At the request of appellant, the trial court filed extensive findings of fact and conclusions of law. From the facts so found it appears that Dr. G. P. Maynard and wife had lived in the town of Wylie in Collin County for many years. At the time of the trial, Dr. Maynard, a retired physician, was over 85 years of age and had been bedridden for two or three years, and had been non compos mentis for more than a year. The 114 acres is and has been at all times material to this suit the community property of Dr. Maynard and his wife. Appellant is the only son of Dr. and Mrs. Maynard, and he resides in the City of Dallas, where he operates a drug store. For several years prior to 1955, appellant had operated'the 114 acre farm.as a tenant under written contracts from year to year. All rights of appellant to the possession of the farm expired under the terms of his written lease contract on December 31, 1955. On October 1, 1955, at a meeting called at the request of appellant and attended by him, by Mrs. G. P. Maynard, by Mrs. Esther Edwards and by Mrs. Eva Watson (she being another sister of appellant), Mrs. Maynard stated to her son in the office of the attorney where such meeting was held, that she did not want him to work the farm during 1956. Mrs. G. P. Maynard also stated at that time that she had secured a tenant, Percy Long, to whom she wanted to rent the farm. Thereupon, the- attorney prepared a lease contract, whereby Mrs. G. P. Maynard, as lessor, leased the 114 acres to Percy Long for one year, beginning on January 1, 1956 and ending on the last day of December of the same year. On the same day, the lease contract was duly signed by Mrs. G. P. Maynard as lessor, and by Percy Long as lessee. The foregoing facts were not only found by the trial court, but they appear to have been established by the undisputed evidence in the case.

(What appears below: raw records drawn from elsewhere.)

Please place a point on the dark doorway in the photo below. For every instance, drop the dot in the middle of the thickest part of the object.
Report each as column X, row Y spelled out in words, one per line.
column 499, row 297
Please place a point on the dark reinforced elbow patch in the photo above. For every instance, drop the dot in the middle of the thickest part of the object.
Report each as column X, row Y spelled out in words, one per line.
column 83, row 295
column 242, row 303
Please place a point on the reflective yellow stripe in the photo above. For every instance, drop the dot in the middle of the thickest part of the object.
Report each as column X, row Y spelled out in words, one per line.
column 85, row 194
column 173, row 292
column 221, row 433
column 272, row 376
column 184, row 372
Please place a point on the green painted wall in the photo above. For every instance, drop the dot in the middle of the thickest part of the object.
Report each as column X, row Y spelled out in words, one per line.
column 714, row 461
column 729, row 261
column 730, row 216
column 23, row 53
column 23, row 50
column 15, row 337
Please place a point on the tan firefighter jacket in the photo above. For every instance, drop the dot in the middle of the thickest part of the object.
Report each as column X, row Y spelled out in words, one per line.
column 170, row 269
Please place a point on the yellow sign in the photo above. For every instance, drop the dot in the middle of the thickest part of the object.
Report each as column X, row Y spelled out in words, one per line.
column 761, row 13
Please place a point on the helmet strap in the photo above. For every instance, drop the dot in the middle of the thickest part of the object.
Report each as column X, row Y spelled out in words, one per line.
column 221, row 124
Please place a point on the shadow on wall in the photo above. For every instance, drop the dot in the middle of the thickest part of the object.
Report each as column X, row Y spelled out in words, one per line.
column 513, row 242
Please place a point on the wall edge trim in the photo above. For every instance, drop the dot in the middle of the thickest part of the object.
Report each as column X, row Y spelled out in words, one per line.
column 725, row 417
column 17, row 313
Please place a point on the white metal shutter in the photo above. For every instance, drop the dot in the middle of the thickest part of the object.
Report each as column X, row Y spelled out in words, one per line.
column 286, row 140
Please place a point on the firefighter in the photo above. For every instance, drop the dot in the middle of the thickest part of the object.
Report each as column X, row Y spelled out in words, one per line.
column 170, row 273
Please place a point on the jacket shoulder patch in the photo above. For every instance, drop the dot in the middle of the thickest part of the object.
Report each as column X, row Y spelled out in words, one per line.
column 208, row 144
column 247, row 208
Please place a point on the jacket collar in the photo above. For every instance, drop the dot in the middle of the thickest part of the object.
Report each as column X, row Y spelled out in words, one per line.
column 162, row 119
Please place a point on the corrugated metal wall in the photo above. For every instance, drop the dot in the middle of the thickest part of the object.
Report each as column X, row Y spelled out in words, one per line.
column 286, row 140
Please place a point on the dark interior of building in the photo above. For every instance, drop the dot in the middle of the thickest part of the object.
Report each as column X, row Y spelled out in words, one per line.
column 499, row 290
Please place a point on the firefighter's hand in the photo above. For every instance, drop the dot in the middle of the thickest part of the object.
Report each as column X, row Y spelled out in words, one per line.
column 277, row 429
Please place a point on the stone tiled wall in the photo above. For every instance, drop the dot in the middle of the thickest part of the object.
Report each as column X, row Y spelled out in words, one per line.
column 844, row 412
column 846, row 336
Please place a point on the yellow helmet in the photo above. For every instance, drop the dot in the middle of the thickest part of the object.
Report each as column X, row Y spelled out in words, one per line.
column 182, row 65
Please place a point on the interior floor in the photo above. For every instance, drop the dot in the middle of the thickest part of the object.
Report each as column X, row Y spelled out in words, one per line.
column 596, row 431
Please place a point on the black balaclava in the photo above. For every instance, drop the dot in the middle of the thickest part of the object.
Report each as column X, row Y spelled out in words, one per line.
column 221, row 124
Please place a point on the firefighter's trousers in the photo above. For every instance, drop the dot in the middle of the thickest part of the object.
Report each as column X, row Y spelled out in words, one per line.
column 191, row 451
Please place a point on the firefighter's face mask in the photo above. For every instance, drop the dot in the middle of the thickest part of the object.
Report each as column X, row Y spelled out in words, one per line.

In our opinion, the trial court did not err in finding or concluding as a matter of law that Mrs. G. P. Maynard had a legal right to enter into a written agreement with Percy Long for the rental of the 114 acres of land during the year beginning on January 1, 1956, even though such contract was signed by Mrs. Maynard without any court order and without the expressed consent of her husband. As said by the court in Ulmer v. John Hancock Mut. Life Ins. Co., Tex.Civ.App., 161 S.W.2d 862, 865 (er. ref. w. m.): “We deem it unnecessary to cite decisions in support of the proposition that when the husband, * * * because of his insanity, is disabled from managing the community property, the wife succeeds as such manager empowered to sell or mortgage such property, to pay debts, and to *671make contracts for its preservation.” See also 23 Tex.Jur., p. 20, Sec. 9, and authorities there cited; 23 Tex.Jur., p. 234, Sec. 203 and authorities.

There was no pleading of estoppel, on the part .of Mrs. Maynard to enter into the lease contract which she signed with Percy Long on October 1, 1955. The trial court did not find that Mrs. Maynard had ever told her son that he could occupy the' land in question for'the year 1956 or that appellant had remained in possession of the premises after January 1, 1956, with the consent of Mrs. Maynard, and we cannot say that any such facts were conclusively established as a matter of law.

Therefore, appellant’s first point must be overruled.

The second point in appellant’s brief is as follows: “The court erred in finding that Esther Edwards was a proper and fit person to act as guardian of the estate of Dr. G. P. Maynard, and that such appointment was under the facts in the best interest of the estate.” We overrule this point of error. Mrs. Maynard testified she wanted her daughter to act as guardian. We do not think any useful purpose would be served by setting forth all of the findings of fact made by the trial cotlrt or to attempt a résumé of the evidence relating to this tragic controversy between a mother and her offspring over the property rights of the aged mother and her sick and incapacitated husband. It must suffice to say that after a careful review of the record, we have concluded the judgment of the trial court confirming the appointment of Esthér Edwards as guardian of the estate of her father is not without proper support in the findings .of the trial court or the evidence upon which such findings are based.

Therefore, each of appellant’s points is overruled and the judgment of the court below is in all things affirmed.